ON LEECH LAKE – Walleye fishing Minnesota style was displayed here early Saturday as if staged for a Broadway production. Against a sliver of the day's first light, a cruel northeast wind rolled across this big lake, seemingly heralding winter, not the coming summer. Snowmobile-clad anglers tossed drift socks overboard in attempts to hold their rollicking boats atop rocky points and shoals. And walleyes snapped, big ones especially, straining against anglers' rods in the morning's half-light while inhaling anything baited with minnows, jigs in particular, but also sliding-sinker rigs.
The third-largest lake contained wholly within Minnesota's borders, Leech as a walleye destination has been up and down in the past decade or so. In the early 2000s, the lake's bread-and-butter fish — walleyes — largely went missing, and no one knew exactly why. In the end, cormorants took some of the blame, as did a shortage of young fish.
Whatever the reason, and whatever role the Department of Natural Resources' accelerated walleye stocking played in the lake's rebound in recent years, anglers on Saturday seemed nonplussed. This, after all, was opening day. Outboards had been primed, reels spun with new line, and alarm clocks set to rattle anglers awake long before the sun crested the tall pines that encircle this northern Minnesota jewel.

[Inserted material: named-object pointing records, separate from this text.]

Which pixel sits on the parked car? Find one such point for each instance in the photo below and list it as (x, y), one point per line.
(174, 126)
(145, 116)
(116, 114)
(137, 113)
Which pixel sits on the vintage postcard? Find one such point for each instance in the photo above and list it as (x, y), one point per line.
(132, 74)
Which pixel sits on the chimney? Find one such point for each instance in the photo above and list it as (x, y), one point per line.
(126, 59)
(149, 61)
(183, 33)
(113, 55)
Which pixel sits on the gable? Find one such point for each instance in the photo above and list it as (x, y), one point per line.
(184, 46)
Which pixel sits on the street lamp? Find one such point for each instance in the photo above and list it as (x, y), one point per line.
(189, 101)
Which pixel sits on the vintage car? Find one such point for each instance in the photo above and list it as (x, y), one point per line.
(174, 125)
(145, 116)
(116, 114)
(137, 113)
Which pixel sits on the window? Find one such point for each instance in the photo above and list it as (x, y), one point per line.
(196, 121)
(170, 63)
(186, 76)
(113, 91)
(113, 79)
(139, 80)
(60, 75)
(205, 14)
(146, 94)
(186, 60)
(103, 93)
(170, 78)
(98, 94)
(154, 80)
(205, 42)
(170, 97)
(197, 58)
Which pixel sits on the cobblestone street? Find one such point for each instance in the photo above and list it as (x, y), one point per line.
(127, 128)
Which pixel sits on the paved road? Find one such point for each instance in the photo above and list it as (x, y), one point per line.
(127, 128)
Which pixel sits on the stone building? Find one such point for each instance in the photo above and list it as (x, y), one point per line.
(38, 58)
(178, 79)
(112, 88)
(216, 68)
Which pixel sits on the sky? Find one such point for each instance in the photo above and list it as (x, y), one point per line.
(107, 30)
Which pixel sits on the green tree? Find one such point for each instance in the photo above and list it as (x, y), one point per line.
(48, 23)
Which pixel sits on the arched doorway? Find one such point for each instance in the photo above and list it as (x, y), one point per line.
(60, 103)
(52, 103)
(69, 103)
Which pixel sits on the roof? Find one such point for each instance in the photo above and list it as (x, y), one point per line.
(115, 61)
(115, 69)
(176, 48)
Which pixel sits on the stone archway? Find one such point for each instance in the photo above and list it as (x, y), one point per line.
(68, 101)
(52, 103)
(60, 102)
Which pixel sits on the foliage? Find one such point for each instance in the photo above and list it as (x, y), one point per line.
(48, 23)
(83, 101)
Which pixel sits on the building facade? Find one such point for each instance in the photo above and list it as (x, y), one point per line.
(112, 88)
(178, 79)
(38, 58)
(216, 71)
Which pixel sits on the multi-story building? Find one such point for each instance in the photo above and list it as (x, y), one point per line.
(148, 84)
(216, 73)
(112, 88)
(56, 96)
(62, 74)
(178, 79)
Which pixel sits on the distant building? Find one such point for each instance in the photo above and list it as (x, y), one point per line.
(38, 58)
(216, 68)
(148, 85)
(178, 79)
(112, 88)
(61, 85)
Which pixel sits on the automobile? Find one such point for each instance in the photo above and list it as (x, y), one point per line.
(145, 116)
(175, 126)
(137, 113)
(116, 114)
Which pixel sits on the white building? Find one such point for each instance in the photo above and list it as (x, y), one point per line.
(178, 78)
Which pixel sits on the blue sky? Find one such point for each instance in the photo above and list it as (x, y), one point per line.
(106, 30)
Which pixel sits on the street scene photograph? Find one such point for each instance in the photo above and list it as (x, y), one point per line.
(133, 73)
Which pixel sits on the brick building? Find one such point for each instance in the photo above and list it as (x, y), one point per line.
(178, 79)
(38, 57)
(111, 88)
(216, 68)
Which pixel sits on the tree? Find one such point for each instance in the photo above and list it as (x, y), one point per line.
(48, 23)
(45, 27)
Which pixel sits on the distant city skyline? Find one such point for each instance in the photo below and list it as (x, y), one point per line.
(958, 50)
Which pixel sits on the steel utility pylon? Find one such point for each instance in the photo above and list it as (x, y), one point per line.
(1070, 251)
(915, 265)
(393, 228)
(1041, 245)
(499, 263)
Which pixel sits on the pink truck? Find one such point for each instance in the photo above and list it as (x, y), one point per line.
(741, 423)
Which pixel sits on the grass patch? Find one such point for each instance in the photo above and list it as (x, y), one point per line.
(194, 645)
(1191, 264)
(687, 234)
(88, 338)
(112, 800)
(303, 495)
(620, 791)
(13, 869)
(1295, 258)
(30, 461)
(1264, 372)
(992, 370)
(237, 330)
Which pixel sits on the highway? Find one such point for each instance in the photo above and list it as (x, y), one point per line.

In our cabin at Big Rock Resort, Jeff Knopps and I brewed a pot of coffee shortly after awakening but otherwise designated breakfast as a back-burner priority. The idea, long accepted, on the season's first day is to bundle up as if intending to fish through ice, not water. Then, as quickly thereafter as possible, the spark of an outboard should be advanced to the point of fuel combustion and a boat, fancy or plain, big or small, should be piloted to a designated lake or river location — the fabled "hot spot'' of walleye fishing lore.
For Jeff and me, and hundreds like us, Stoney Point and the waters just off it were that hot spot.
Two of our group, Steve Vilks and Joe Hermes, were already on site when Jeff and I arrived, Joe dragging a spinner-and-bead-laden Lindy Rig, while Steve opted for a minnow and jig.
Amid the din of the morning's blustery wind, Steve employed sign language universally understood by anglers to signal us from afar how things were going.
Bracing himself in his bobbing Ranger, he held his hands about 18 inches apart, careful as he did not to include nearby anglers in this super-secret maritime signaling.